Sorry. but how does the OP conclude that 1) does not have an indexing set but 2) does?

5. Jan 5, 2007

### maverick280857

$$U_{n} = D\left(0;\frac{1}{n}\right) = \left[z \in \mathbb{C} | |z| = \frac{1}{n}\right]$$

and the intersection of an arbitrarily large number of such sets, that is

$$\bigcap_{n = 1}^{\infty}U_{n} = \left[0\right]$$

which reduces to the singleton closed set.

(PS--How does one indicate parentheses { and } around sets?)

Last edited: Jan 5, 2007
6. Jan 5, 2007

### cristo

Staff Emeritus
I'm not sure that I understand your question. This example is showing that the intersection of infinitely many sets is not open.

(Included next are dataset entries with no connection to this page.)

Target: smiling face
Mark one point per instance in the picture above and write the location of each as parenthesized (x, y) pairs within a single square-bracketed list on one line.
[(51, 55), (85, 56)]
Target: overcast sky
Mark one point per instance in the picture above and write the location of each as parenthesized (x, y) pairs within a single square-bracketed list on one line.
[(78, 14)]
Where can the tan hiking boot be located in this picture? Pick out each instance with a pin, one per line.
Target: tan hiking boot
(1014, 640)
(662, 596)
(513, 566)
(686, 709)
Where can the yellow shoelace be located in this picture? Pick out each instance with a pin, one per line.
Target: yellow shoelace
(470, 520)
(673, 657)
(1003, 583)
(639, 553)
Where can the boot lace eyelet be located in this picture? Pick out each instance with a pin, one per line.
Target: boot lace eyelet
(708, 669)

When writing in tex use the commands \{ and \} to obtain { and } respectively.

7. Jan 5, 2007

### HallsofIvy

He doesn't. He should not have said that there is not indexing set. What he should have said was that the indexing set in 1) is {1, 2, 3, ..., n}, the set of positive integers less than or equal to n. His point is that that is given in the notation of the problem. In problem 2) the indexing set can be any set. Not only "infinite" but possibly "uncountable".

8. Jan 5, 2007

### maverick280857

Okay to make my query more explicit, I want to understand why an indexing set is invoked at all and why only in the second part.

9. Jan 5, 2007

### HallsofIvy

Because the proof for a finite collection of open sets is different from the proof for a infinite collection of sets. For a finite collection you could use proof by induction. Just show that the union of two open sets is open and induction does the rest for you. That's why you can prove that the intersection of a finite number of open sets is open but not the intersection of an infinite number of opens sets.

10. Jan 6, 2007

### maverick280857

Thank you all

11. Jan 7, 2007

### matt grime

An index set is invoked in the first one. It is the set {1,2,..,n}. Call that S. The following are identical

$$\cup_{s \in S}U_s$$

and

$$\cup_{i=1}^n U_i$$

However, the latter notation only works for a well ordered index set. i.e. the second one takes the FIRST set, intersects it with the SECOND, then the THIRD,.... . Not all index sets need to be well ordered so there is no concept of doing things first, second or third.

12. Jan 8, 2007

### maverick280857

Thank you! I think I see what you mean now. And I see that a similar theorem holds for closed subsets of $\mathbb{C}$ with the intersection and union interchanged.